Qui parle santé au Niger, qui parle de qualité de la vie n’est pas loin de la planification familiale. Les chiffres sont là et ils parlent d’eux-mêmes. L’indice de fécondité s’approche de 8 enfants par femme avec un taux de 46°/°°. Aujourd’hui, environ la moitié des nigériens ont moins de 15 ans. La population totale du pays est estimée à près de 20 millions d’habitants et les experts démographiques la projettent à plus de 60 millions en 2050.

Cela ferait du Niger l’un des pays les plus peuplés du continent et même du monde. Si nous ne parvenons pas à réguler notre population, non seulement notre développement ne sera pas durable, mais de très nombreuses vies seront mises en danger, tandis que d’autres subiront une misère accrue.

« La planification familiale est un devoir pour tout homme censé : il en va de l’avenir de notre pays »

Il suffit de regarder notre territoire : la plus grande partie est désertique et l’on sait que la désertification s’accroît avec le changement climatique. Malgré les progrès techniques agraires et les efforts intéressants déployés pour récupérer les terre arides, ce n’est pas suffisant : nous n’arriverons pas à rendre le désert verdoyant dans les trente prochaines années. Sans compter les problèmes de pluie et aussi les inondations que nous avons connues. Tout cela signifie donc clairement que nous aurons à affronter un problème chronique grave en termes de sécurité alimentaire. Si nous voulons être en mesure de nourrir les populations, voire être auto-suffisants, il est indispensable d’aller vers une parenté responsable.

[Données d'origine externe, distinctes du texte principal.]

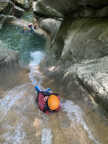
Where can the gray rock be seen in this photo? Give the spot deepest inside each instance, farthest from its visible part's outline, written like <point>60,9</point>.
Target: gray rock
<point>24,3</point>
<point>51,26</point>
<point>42,9</point>
<point>4,4</point>
<point>7,57</point>
<point>93,75</point>
<point>82,39</point>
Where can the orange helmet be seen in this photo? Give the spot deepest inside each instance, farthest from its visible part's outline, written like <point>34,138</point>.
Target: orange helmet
<point>53,102</point>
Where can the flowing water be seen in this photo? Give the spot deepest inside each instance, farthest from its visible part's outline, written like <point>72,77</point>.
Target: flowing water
<point>21,122</point>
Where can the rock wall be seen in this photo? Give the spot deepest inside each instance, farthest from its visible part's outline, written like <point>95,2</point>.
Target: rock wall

Regardons maintenant les choses du point de vue de la santé publique. Que se passe-t-il concrètement dans les familles quand les enfants ne sont pas planifiés ? Il y a d’abord une mortalité marterno-infantile aggravée, des risques de malnutrition et donc de maladies, des besoins en éducation et en soins qui ne peuvent plus être couverts financièrement, etc. Du point de vue économique, les charges d’investissement deviennent trop lourdes pour le pays en matière de logement, d’accès à l’eau et à l’électricité, de structures d’éducation et de santé, de gestion des déchets… Et bien entendu, l’inactivité des jeunes ne peut qu’augmenter car nous n’avons pas assez d’emploi à offrir, ce qui ouvre aussi la voie à la délinquance et à l’extrémisme. Pour toutes ces raisons, la planification familiale est un devoir chez quelqu’un de censé. Il en va de l’avenir de notre pays, de notre population et de nos enfants.

« Notre culture encourage encore le fait d’avoir beaucoup d’enfants, sans en mesurer les conséquences »

Pourtant le taux de prévalence contraceptive reste insuffisant. Seules 30% des femmes mariées sont demandeuses et les besoins non couverts sont déjà importants. Les mentalités restent fortement natalistes. En djerma, il existe un dicton que l’on peut traduire par « il faut continuer à accoucher, accoucher, accoucher jusqu’à avoir 100 enfants ». De toute évidence, notre culture encourage encore le fait d’avoir beaucoup d’enfants sans mesurer les conséquences que cela peut avoir, tant au niveau du foyer que du pays. C’est là que les chefs traditionnels ont un rôle à jouer.

Quand l’UNFPA nous a sollicité pour créer « l’école des maris », j’ai soutenu l’initiative sans hésiter. Nous avons mobilisé de nombreux jeunes hommes qui ont reçu une formation en langue, afin de bien s’approprier les enseignements. Désormais, c’est leur tour de diffuser les messages et de contribuer au développement de la planification familiale pour la communauté, que ce soit dans les écoles et dans les dispensaires. Je me souviens d’un endroit, par exemple, où les femmes se plaignant d’un manque de sanitaires dans le centre de santé, ce sont les maris qui se sont débrouillés avec les autorités pour que soient construits des toilettes et des douches. Il faut sensibiliser, encore et toujours. Et puis impliquer tous ceux qui peuvent contribuer au changement.